Nick restarted training karate in Brisbane with Gokanryu (Shotokan & Goju) karate in 1998. Within 12 months he was teaching classes at Stafford state school and would keep training and teaching karate with Gokanryu over the next 7 years.
In 2006 Nick opened the Bonsai Karate dojo and began teaching a mixture of the 2 styles (Gokanryu & Renbukan). His philosophy was one of creating a practical style while keeping the traditional karate alive.
In 2008 Nick was only 28 and decided he still had more to learn. He had been looking into and studying different karate styles and decided Kyokushin karate was where he would like to put his energy.

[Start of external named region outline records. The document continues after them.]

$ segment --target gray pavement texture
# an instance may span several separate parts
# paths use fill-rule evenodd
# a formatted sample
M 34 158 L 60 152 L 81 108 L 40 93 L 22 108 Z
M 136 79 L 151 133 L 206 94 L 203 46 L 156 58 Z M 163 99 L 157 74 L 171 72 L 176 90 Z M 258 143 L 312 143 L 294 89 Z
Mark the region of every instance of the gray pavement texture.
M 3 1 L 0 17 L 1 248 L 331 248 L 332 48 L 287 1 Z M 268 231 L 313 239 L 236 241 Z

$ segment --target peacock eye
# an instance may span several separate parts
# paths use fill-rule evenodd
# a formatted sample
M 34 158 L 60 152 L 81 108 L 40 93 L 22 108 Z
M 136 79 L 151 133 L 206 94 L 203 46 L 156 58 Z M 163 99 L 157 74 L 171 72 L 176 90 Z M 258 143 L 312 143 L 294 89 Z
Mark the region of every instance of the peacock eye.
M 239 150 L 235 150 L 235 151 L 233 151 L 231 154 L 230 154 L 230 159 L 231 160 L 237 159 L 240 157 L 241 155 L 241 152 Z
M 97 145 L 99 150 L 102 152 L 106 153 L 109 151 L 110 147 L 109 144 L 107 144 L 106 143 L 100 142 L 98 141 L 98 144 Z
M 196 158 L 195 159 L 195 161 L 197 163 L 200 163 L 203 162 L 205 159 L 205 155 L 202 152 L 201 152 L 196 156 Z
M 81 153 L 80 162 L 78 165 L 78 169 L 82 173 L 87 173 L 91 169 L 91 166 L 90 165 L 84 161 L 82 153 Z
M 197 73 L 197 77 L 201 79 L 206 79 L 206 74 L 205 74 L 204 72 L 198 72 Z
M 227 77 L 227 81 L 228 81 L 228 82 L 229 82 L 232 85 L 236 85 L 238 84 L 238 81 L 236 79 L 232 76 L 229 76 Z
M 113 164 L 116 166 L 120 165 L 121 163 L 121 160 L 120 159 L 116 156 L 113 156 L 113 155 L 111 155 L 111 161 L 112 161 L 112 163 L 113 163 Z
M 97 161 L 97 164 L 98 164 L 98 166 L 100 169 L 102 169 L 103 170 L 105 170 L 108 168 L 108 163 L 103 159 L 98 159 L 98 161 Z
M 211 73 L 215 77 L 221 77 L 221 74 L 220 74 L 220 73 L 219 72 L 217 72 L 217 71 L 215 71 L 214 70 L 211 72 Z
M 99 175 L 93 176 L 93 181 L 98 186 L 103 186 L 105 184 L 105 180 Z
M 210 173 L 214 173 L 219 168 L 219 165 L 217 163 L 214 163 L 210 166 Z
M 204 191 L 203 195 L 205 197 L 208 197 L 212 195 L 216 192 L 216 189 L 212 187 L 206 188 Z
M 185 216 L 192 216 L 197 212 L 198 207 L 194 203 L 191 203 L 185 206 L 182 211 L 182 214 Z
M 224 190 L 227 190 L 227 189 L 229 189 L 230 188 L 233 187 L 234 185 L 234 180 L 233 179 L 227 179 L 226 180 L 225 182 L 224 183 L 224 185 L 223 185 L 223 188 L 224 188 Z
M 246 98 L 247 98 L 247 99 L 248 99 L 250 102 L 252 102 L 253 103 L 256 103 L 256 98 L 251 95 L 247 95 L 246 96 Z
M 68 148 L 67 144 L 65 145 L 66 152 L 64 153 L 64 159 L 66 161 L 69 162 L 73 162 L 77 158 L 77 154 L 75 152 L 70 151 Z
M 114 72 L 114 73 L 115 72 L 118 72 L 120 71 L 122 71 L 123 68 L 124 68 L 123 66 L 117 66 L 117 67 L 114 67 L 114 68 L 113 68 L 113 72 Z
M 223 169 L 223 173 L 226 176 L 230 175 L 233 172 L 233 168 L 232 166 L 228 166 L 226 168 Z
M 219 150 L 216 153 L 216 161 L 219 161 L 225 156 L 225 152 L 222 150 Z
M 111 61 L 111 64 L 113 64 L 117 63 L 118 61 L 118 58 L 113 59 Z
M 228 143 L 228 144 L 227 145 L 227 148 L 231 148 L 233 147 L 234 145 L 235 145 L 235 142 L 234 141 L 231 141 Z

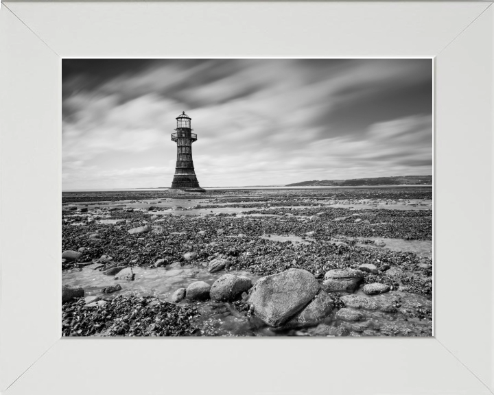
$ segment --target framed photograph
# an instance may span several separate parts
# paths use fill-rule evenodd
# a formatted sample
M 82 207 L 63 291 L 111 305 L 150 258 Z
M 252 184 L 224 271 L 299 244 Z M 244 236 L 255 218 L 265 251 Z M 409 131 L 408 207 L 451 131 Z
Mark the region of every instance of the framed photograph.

Nick and his most senior student, Martyn, started training karate under Kancho James Casey in his Kenshinkan dojo at Burleigh on the Gold Coast. While learning from Kancho Jim, Nick realized just how practical kyokushin karate really is and devoted his time and energy to learning everything he could from Kancho Jim. Kancho Jim Casey has been training and teaching kyokushin karate for over 50 years and is still involved with Bonsai Karate doing seminars and grading our senior students.
Today Bonsai Karate style follows closely to Kancho Jim Casey's style of karate (kyokushin) and most of our classes are run like Kyokushin karate, But we also still maintain some of the other Kata (traditional patterns) from Shotokan & Goju Karate.
Kyokushin Kaikan is the martial arts organization founded in 1964 by Korean-Japanese Masutatsu Oyama (大山倍達, Ōyama Masutatsu), officially the International Karate Organization. Previously, this institution was known as the Oyama Dojo. Since 1964, the style has continued to spread to more than 120 countries, becoming one of the largest martial arts organizations in the world, and in Japan itself.
Shotokan (松濤館, Shōtōkan) is a style of karate, developed from various martial arts by Gichin Funakoshi (1868–1957) and his son Gigo (Yoshitaka) Funakoshi (1906–1945). Gichin Funakoshi was born in Okinawa and is widely credited with popularizing "karate do" through a series of public demonstrations, and by promoting the development of university karate clubs, including those at Keio, Waseda, Hitotsubashi (Shodai), Takushoku, Chuo, Gakushuin, and Hosei.
Gōjū-ryū (剛柔流), Japanese for "hard-soft style", is one of the main traditional Okinawan styles of karate, featuring a combination of hard and soft techniques. Both principles, hard and soft, come from the famous martial arts book used by Okinawan masters during the 19th and 20th centuries, the Bubishi (Chinese: 武備志; pinyin: Wǔbèi Zhì). Gō, which means hard, refers to closed hand techniques or straight linear attacks; jū, which means soft, refers to open hand techniques and circular movements. Gōjū-ryū incorporates both circular and linear movements into its curriculum, combining hard striking attacks such as kicks and close hand punches with softer open hand circular techniques for attacking, blocking, and controlling the opponent, including joint locks, grappling, takedowns, and throws.